M30 here. I’ve seen this women in 2019. We went to some community college type school before and knew us but lost contact for a while. We then seen each other on Tinder, liked each other and decided to hang out. We met at her place, drank a lot to the point we both were very drunk and we talked about lots of things like how we both are depressed, though my depression was mild compared to hers I guess. In the end we ended up in bed and had sex. She gave me a bj and we had sex for a few minutes until my dick stoped working. Was the first time it happened for me and I felt extremely bad about it. We kept in touch after that encounter.

Around 2 months later we met again at her place. This time with another male friend from the same community college though he left after a while. We both kept drinking after he left and again ended up sleeping in bed though I guess this time sex wasn’t planned. Though I still felt bed about my dick not working last time so I started touching and massaging her. She didn’t mind and I kept going. I then started going to her private parts and she was moaning. She was moaning but after a while she started getting up and screaming at me that I can’t do with her as I please. I froze and stopped and basically kept quiet until I passed out from the alcohol. She left the room for a while but I noticed that she got back into bed after a while.

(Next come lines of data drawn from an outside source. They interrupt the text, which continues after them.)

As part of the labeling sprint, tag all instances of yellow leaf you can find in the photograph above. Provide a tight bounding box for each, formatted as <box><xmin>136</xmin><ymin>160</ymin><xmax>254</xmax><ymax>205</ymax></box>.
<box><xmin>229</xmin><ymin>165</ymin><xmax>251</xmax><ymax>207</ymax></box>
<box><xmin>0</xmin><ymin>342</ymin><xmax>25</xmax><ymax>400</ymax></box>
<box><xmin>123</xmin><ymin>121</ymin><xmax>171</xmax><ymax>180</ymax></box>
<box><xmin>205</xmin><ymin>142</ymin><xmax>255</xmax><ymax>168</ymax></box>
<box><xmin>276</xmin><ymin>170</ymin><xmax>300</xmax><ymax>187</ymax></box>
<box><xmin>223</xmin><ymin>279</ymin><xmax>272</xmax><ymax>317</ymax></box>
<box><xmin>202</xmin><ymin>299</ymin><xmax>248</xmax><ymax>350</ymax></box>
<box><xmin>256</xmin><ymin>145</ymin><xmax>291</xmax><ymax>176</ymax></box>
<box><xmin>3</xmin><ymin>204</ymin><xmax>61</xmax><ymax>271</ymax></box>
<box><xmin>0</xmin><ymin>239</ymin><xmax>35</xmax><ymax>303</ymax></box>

The next morning I woke up first and tried to stay quiet and sneak out. I felt guilty and my headache didn’t make thinks better. I guess at the time I wasn’t mature enough to stay and talk with her about it. I also had very toxic friends at the time which shaped my personality back then. She woke up though and I just apologized and went home. We didn’t communicate much since then. I told my best friend about it but he just said that I should forget about that stuck up b*tch. I’m not friends with him anymore.

I still feel guilty about that. Did I r*pe her? Or was it sexual assault?

2 years ago I started following her on insta and she followed me back but I haven’t messaged her. She doesn’t have any pictures on it besides her profile picture.

This guilty feeling has been following me ever since, along 2 relationships and my current relationship. Should I message her and talk to her or just leave her alone? She had a insta story last yeah where she was at some anime convention with some woman. I know she’s Bi so maybe she’s in a relationship now and I should just leave her be?

4 comments
  1. I mean, you weren’t just some random guy, and you stopped when she asked, so I wouldn’t say it was sexual assault

    Maybe some prior bad experience triggered her?

    Or maybe she changed her mind after she got into it and decided she didn’t like that you were initiating sex and it made her feel used?

    But I wouldn’t say it was assault, per se

  2. Def not SA so I think that you should just leave it be and forget, cause she probably has, unless you want smth with her but you might be heading for a pretty awkward experience then

  3. With your description, I don’t think it’s necessary to dwell on the past, she may have a new life and I think you should need to have a new life as well. It’s good enough that you didn’t force it when her body reacted with refusal, I guess you were assuming that both parties agreed, it’s not your fault.

  4. I wouldn’t say SA, but I hope your behaviour has changed to the point where you get consent before trying to initiate sex.

    That has to be the takeaway from this for me – get consent. Always. Especially when you’ve been drinking.